Harnessing Mesenchymal Stromal Cells for the Engineering of Human Hematopoietic Niches

Abstract

Tissue engineering opens multiple opportunities in regenerative medicine, drug testing, and modeling of the hematopoiesis in health and disease. Recapitulating the organization of physiological microenvironments supporting leukocyte development is essential to model faithfully the development of immune cells. Hematopoietic organs are shaped by spatially organized niches defined by multiple cellular contributions. A shared feature of immune niches is the presence of mesenchymal stromal cells endowed with unique roles in organizing niche development, maintenance, and function. Here, we review challenges and opportunities in harnessing stromal cells for the engineering of artificial immune niches and hematopoietic organoids recapitulating leukocyte ontogeny both in vitro and in vivo.

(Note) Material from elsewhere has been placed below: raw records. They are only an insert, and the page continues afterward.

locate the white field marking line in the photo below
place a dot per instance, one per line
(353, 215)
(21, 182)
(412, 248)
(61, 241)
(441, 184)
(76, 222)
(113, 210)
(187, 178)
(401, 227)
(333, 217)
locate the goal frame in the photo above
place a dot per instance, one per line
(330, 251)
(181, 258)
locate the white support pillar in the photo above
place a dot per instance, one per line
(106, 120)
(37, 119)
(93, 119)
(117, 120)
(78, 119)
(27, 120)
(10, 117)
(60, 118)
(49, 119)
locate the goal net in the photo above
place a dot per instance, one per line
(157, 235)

Keywords: 3D culture; bone marrow niche; hematopoiesis; mesenchymal stroma cell; organoids model; thymus epithelial cell.

Figure 1

Engineering of murine MSCs to recapitulate human hematopoiesis. MSC from murine bone marrow are isolated and expanded ex-vivo. Those are subsequentially engineered to express human factors and injected together with human HSPCs into the back of an NSG mice in Matrigel plugs. The plug is retreated 2 weeks later. It displays an unorganized structure containing murine MSCs and vasculature together with human hematopoietic progeny. Progeny is dependent on the factors expressed by MSCs.

Figure 2

Different strategies for the generation of humanized ossicles. In vitro expanded human MSCs (from healthy donors or patients) are seeded onto a scaffold, (A) primed to differentiate in cartilage (B) or cultured on Matrigel® (C) Some protocols include the co-seeding of human ECs and the supplement of osteogenic factors, such as BMPs and PTH. Following the first in vitro step, the implantable structures are transplanted subcutaneously into the back of immunodeficient mice for the ossicle formation (D). Aberrant/normal human HSPCs can be added to the system by direct intra-ossicle transplantation (E) or intravenous injection (F) either before or after the implantation of the ossicle. Irradiation is usually performed to promote engraftment. As an alternative, HSPCs can be seeded onto the Matrigel® plug before the in vivo implant (G). The whole process can take several months. The resulting ossicle collected from the mouse is composed of both myelo-supportive marrow stroma and hematopoietic tissues and its progeny of human origin (H). Sinusoidal endothelium, nerve fibers, residual hematopoietic cells, and osteoclasts are derivatives of mouse host.

Figure 3

Different strategies to recapitulate T cell ontogeny using MSCs. 2D co-culture of HPCs (hematopoietic progenitor cells) on bioengineered MSC-derived OP9 cells expressing Notch ligands DLL1/DLL4 with recombinant IL-7 and FLT3-L (A). Isolation of murine thymic lobes from day 14 to 15 old mouse embryos followed by their in vitro culture with deoxyguanosine for 5–7 days to deplete intra-thymic T cells. The thymic lobes are then repopulated by different T cell progenitors and cultured on the surface of membranes as fetal thymic organ culture (FTOC). For reaggregation thymic organ culture (RTOC) thymic stromal cells (thymic SCs) are extracted from the lobes and reaggregated with T cell progenitors by centrifugation. The cell suspension is cultured on a filter membrane in vitro (B). Post-natal human thymus is dissociated in TECs and thymus mesoderm (TM) and further reaggregated with human CD34⁺ cells leading to the formation of thymic organoids. These organoids support the development of mature human T cells when kept in culture or when engrafted within the quadriceps muscle sheath of NSG mice (C). Artificial thymic organoids (ATOs) are generated by the centrifugation of bioengineered MS5 cells expressing Notch ligands DLL1/DLL4 with HSPCs or iPSCs, respectively. After resuspension in a small amount of culture medium the cell suspension is placed on a membrane at the air-liquid interface to form 3D aggregates. This method recapitulates human lymphopoiesis and offers the ability to generate conventionally naïve T cells from HSPCs or iPSCs in vitro (D).